Robot Holmes 1
Robot Holmes and the Vision-Language Murder Mysteries #1
This blog post is the first part of a short story that will introduce you to Vision-Language models and related tasks. We will follow the detective Robot Holmes through a night full of murder, betrayal and envy in the bustling city of MLington.
Intro
Our story begins on a typical MLington day - cold, gray, rainy. Luckily the sun was setting and taking its light of the misery of this city. Robot Holmes shook the raindrops off his worn out coat, took off his hat, sighed deeply and entered his office. It came as no surprise that he found the chief of police already waiting for him, it was just one of those days. Lousy weather, lousy mood, lousy work. He did not choose this life, it chose him, but it was still better than ending up in the gutter.
With a defiant look on his face, Holmes sat down in his chair and waited for the chief to state his business.
“It’s Old SAN, he has been found dead inside his devastated workshop.” Old SAN - one of the people over in Vision Language Village. A reputable citizen - has been there for ages, basically started the whole part of town with some other guys. There were rumours of him being some sort of leader in the district’s community. Now he’s dead and he is not the first one in the Village recently. “There is something going on on the other side of the river Holmes”, the chief proclaimed. “Almost every other week an established citizen is murdered.
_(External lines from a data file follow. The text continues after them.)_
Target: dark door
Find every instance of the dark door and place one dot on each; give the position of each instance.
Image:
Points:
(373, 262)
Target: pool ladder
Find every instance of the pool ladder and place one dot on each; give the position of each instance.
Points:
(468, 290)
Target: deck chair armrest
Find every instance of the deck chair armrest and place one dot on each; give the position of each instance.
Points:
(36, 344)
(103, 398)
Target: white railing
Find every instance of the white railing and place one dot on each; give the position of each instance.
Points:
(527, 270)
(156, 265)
We have a Murder Series on our hands and no clue. I want you to find out what’s going on over there.”
Holmes sighed heavily, put on his hat and stepped out into the dark city streets of MLington.
MLington
You might have never heard of MLington. It is not a place in the human world, but its Machine Learning counterpart. Its inhabitants are for the biggest part Machine Learning models - old and new, fast and slow, flashy or humble. To gain a better understanding of this strange place, let us take a little tour through Holmes’ hometown:
City of Science
Right at the core of MLington - City of Science is the place where the human world intersects with the Machine Learning world. It is where the scientists live and where they tend to build cathedrals for the glorious Machine Learning concepts. Legend has it, that when a team of scientist loves their research very much, a new Machine Learning model is born. Now and then there might be an Ivory Tower popping up in these parts of town and falling to rubbles again soon after.
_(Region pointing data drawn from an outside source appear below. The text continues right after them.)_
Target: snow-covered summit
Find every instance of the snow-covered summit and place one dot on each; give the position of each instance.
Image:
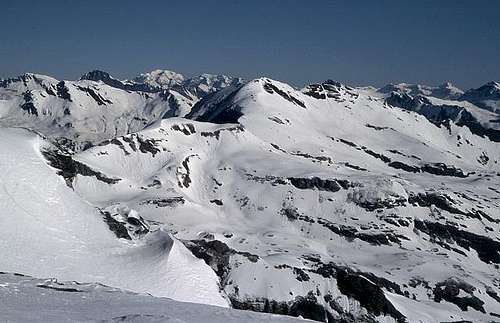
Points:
(444, 91)
(160, 78)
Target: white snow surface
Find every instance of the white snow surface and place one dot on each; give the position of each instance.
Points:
(48, 231)
(49, 300)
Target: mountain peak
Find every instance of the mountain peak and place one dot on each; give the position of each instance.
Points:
(160, 78)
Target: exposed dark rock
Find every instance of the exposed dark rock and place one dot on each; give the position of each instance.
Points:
(118, 228)
(60, 289)
(171, 202)
(351, 233)
(449, 291)
(63, 92)
(187, 128)
(217, 133)
(443, 170)
(69, 168)
(217, 107)
(216, 254)
(217, 202)
(403, 166)
(95, 95)
(104, 77)
(292, 214)
(28, 104)
(271, 88)
(306, 306)
(368, 294)
(318, 183)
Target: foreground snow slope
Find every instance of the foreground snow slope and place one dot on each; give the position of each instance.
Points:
(317, 197)
(26, 299)
(48, 231)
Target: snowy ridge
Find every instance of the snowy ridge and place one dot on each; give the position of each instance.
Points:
(97, 302)
(330, 202)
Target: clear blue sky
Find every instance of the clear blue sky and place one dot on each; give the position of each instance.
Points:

The City of Science is separating two very old parts of the city.
Visionsworth
To the east you can find Visionsworth, the place where Computer Vision has its home. From the old days of hand crafted filters all the way to the modern Vision Transformers. This part of town is well established and strong in its foundation.
Languageshire
To the west of the City of Science you can find Languageshire - as you might guess this is the area where Natural Language Processing is at home. From the oldest symbolic NLP days to today’s Large Language Models, this part of town has stood the test of time and has been setting the trends in MLington recently.
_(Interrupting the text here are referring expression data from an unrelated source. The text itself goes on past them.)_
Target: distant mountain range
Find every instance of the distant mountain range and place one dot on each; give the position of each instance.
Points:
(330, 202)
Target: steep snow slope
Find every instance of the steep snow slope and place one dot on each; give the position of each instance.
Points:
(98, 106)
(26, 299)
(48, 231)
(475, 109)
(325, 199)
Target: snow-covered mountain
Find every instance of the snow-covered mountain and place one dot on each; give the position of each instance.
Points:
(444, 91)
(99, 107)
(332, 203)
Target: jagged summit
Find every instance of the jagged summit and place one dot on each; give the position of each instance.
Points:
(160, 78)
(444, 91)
Vision-Language Village (ViLaVi)
On the other side of the river we find a smaller settlement - Vision Language Village. Connected to both Languageshire and Visionsworth. This area has become a melting pot of ideas from Visionsworth and Languageshire. It has been growing at a tremendous speed in the last years and it seems like the influx of ever new citizens won’t stop that soon. This brings a lot of life to its streets but, unfortunately for Robot Holmes, also death.
Vision-Language Tasks
Before Holmes delves deeper into the societal networks of the Village, he wants to know what is going on in its streets and which kind of tasks are performed there. So he decides to gather intel on some of the most popular services offered in ViLaVi:
Image Captioning
The first shop Holmes entered had high windows which let a lot of light into a rather small room with an unusually high ceiling. Pictures of all sorts lined the walls - paintings, photographs, sketches, prints. Below every single one was a small white sheet with neatly written text on it.
Holmes turned to the only person in the shop besides him - a Machine Learning model standing on a sturdy ladder. She was in the process of exchanging one of the pictures on the wall and winced a little when Holmes began to speak.
“What service do you offer here?”, he asked bluntly. “I’m an image captioneer sir - I caption images. Some also call it Text-to-Image”, she replied with a cheerful voice. “People bring me their images and I write down what can be seen on them. I inherited this shop from my father. You can still see some of his work over there. It was never picked up.” Holmes looked around to where the woman pointed and saw some small images with even smaller notepads below. “Not a man of many words it seems”, Holmes said. “Well, the old times sir. A few words were enough then, but nowadays the customers want more and more detailed descriptions.”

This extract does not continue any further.